I put on my coat. She puts on a grey coat and a grey hat. She grabs her bag and has the folded newspaper under her arm. It was supposed to be clear today, she says. I open the door for her, and before she exits she walks to the painting, lifts it, turns it upside down – which is to say right side up, I realize – and replaces it on the chest. Oh, I say. It’s hard to tell, she says. We walk into the corridor and see a Japanese man – one of my neighbours – walking to the shower. He is in a white dressing gown and big blue plastic shower slippers, and holds his clothes in a folded stack with both hands, and on top of the stack is a thin brown belt as well as some toiletries. Saskia goes by him without lifting her head, and he does not look at her. I find that people here are always reassuring each other that they exist and life exists and the city itself exists by refusing to communicate. I have lived beside the Japanese man for a few weeks, and we have started to give each other restrained greetings.

Saskia and I get into the elevator. It’s just about big enough for the two of us. It smells like potpourri, and after you leave you smell like potpourri for a while, and if you live here long enough, and take the elevator often enough, you begin to smell potpourri in your dreams. I go in first, because Saskia has opened the door for me. We are facing each other, and the metal door with a little window in it swings shut.

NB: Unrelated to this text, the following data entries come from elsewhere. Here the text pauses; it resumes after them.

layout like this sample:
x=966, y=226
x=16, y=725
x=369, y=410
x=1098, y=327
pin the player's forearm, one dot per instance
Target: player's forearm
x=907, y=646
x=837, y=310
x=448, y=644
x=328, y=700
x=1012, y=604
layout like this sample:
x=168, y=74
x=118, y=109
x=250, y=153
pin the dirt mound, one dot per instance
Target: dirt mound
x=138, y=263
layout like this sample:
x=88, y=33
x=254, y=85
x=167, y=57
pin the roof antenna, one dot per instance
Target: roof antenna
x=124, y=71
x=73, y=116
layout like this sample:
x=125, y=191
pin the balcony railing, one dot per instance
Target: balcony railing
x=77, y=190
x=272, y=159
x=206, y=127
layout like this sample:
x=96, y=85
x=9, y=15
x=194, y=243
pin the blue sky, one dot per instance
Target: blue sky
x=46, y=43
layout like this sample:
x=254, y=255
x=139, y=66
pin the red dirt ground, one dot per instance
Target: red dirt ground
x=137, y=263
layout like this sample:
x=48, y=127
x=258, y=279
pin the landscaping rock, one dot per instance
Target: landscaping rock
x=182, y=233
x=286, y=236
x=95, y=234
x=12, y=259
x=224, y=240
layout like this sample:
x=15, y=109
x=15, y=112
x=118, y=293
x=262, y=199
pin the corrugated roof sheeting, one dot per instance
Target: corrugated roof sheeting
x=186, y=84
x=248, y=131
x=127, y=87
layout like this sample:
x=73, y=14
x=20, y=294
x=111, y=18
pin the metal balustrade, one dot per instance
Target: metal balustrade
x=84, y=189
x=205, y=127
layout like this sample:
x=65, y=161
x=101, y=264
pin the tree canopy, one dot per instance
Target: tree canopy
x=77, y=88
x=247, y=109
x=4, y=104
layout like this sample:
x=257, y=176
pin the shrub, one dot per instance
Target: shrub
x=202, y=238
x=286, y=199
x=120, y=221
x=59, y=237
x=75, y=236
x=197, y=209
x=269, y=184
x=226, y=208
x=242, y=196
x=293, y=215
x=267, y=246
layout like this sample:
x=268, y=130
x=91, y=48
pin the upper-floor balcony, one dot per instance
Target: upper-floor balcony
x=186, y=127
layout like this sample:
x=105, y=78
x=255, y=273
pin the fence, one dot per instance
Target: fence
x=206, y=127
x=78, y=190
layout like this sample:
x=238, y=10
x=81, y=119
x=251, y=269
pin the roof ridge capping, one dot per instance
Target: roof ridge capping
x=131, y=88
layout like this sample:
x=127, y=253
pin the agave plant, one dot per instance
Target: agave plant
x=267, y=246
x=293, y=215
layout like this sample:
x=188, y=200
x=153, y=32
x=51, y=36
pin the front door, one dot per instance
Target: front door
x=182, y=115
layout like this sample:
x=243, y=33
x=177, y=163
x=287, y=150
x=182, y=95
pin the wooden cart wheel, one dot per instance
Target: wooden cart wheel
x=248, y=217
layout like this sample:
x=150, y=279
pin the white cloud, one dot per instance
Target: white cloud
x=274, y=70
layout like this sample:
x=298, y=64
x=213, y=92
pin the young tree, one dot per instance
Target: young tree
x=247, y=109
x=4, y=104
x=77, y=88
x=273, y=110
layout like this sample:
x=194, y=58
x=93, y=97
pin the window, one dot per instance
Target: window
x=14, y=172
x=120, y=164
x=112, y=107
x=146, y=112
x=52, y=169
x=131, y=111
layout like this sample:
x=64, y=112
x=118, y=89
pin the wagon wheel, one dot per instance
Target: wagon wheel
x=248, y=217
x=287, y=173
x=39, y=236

She presses the button and we begin to descend. This is an old elevator, one that doesn’t have an inner door, so you can see the rough cement walls inside the building between floors as you descend. Saskia finally turns so that we are not face-to-face so close together. I am a whole foot taller than her, maybe more. On the night that we walked around the city in the cold, she linked her arm in mine and pressed very close – it was bitterly cold – and I had to take small steps to match her stride. The elevator is creaking. It always creaks, but for some reason it is creaking louder than usual. I ought to say something, but before I can, she says, There are three places in good locations. We’ll call them first. There are a dozen others farther out, but you want to start in the centre. Thanks for helping out, I say; I’m sure I’d pick the first one I came across, then I’d see something later and regret it. She smiles. We stop with a crunch. The elevator bounces, and rises slowly up. The little green light illuminates, which means we’re free to go, and Saskia opens the door.